I’m the waste management vigilante at work.
It’s not uncommon for me to take a picture of improper items in the garbage, post the pictures on our internal messaging system, demand to know who the culprit is, and sign off with some message along the lines of I’M WATCHING YOU. I’ll take a compostable coffee cup out of the garbage, put a post-it note on it to the likely suspect and leave it on their desk. I designed and ran a 15-minute game at an all-staff meeting called “Whose Bin Is It Anyway?” in which I showed the participants an item and they used their buzzers to chime in what bin they thought it belonged in.
So I was particularly distressed, after a recent CCI conference, to read this participant feedback: “I feel concerned about how much trash waste we produced in these two days. Feels wrong to be working the way we do and ignore basic reducing use.”
I feel you. How can we do the work we do, working to ensure quality care for all, and not be just as tuned into something as basic as waste management? What’s stopping us? Sometimes it’s resources, sometimes it’s education, but a lot of times the issue is just not putting the pieces together.
This is cross-sector collaboration in its most basic form. The issues CCI and our comrades in the non-profit world are working to solve are complex. Improving health for all isn’t the work of a single organization, like CCI, and ensuring responsible waste management isn’t just the work of environmental advocates. None of these problems can be solved individually or in siloed sectors. It requires us to band together, think bigger, and get creative.
I wasn’t born the Compost Queen. In fact, no one is. I’m from New York, so our recycling program is not as robust and awe-inspiring as my current California paradise, but my dad’s fervor made up for any holes in the system. In fact, my dad’s favorite child is his compost.

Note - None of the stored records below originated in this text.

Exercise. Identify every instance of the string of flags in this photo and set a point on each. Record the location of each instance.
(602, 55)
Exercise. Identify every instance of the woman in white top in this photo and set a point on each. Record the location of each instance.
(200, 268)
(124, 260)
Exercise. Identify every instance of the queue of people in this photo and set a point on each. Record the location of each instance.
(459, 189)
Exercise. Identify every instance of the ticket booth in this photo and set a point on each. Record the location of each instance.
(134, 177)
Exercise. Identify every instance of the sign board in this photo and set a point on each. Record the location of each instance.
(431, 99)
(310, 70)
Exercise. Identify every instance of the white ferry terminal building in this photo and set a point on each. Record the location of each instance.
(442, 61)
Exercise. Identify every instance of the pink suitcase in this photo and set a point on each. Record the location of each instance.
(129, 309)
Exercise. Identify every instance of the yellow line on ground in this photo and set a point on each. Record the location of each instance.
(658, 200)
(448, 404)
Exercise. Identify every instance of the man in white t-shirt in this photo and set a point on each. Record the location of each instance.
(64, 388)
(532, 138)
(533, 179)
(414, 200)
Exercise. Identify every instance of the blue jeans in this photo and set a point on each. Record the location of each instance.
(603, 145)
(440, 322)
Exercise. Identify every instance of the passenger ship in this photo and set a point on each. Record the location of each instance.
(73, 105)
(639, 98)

Me and my sister follow in a distant second and third place, respectively. We had a three-stage compost routine — the reused plastic sherbet container thick with compost slime that lived in our sink, until that got full and we dumped it in the larger plastic bucket that lived right outside the door, that eventually got deposited in my dad’s precious pile in the back of the yard. We got regular lectures about proper sorting of recycled goods and nothing irked my dad more than a No. 2 plastic container spotted in the garbage.

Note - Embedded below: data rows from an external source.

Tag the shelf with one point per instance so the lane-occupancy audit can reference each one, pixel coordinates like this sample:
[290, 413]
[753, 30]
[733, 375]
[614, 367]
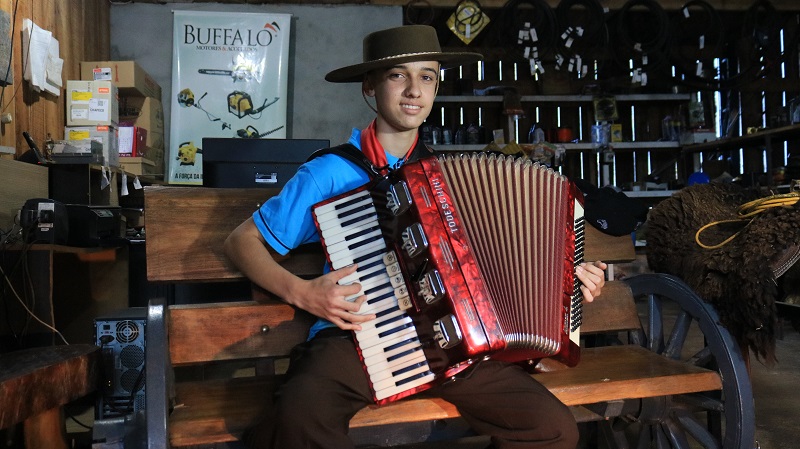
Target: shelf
[580, 146]
[734, 143]
[559, 98]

I rolled my eyes. I endured the lectures. I thought, man, is this guy overboard or what? Well, turns out that stuff rubs off. Proper waste management is my obsession, especially when it comes to bossing other people around. I don’t consider myself an environmental activist or waste management expert, I just know it hurts my soul when I see a banana peel in the garbage.
Health care has taught us that small differences every day can create a big change. I didn’t expect to go from my dad’s slimy sherbet container to refereeing a staff meeting game about whether or not you can recycle single-serve creamers (you can’t).
So we start with baby steps. We need to figure out what we can and should be doing to support environmental responsibility. We can try educating people at the beginning of a conference about which bin is which. We can make the contentious, but necessary, decision not to buy a Keurig machine for our office. We can help create a culture at work that’s curious and dedicated to trying their best at getting the right bin. We can choose to spend more money on compostable silverware or reusable cups. We can support companies and venues that promote sustainable practices. And finally, we can keep each other accountable and remember that no small act is insignificant in working towards a more sustainable system for all.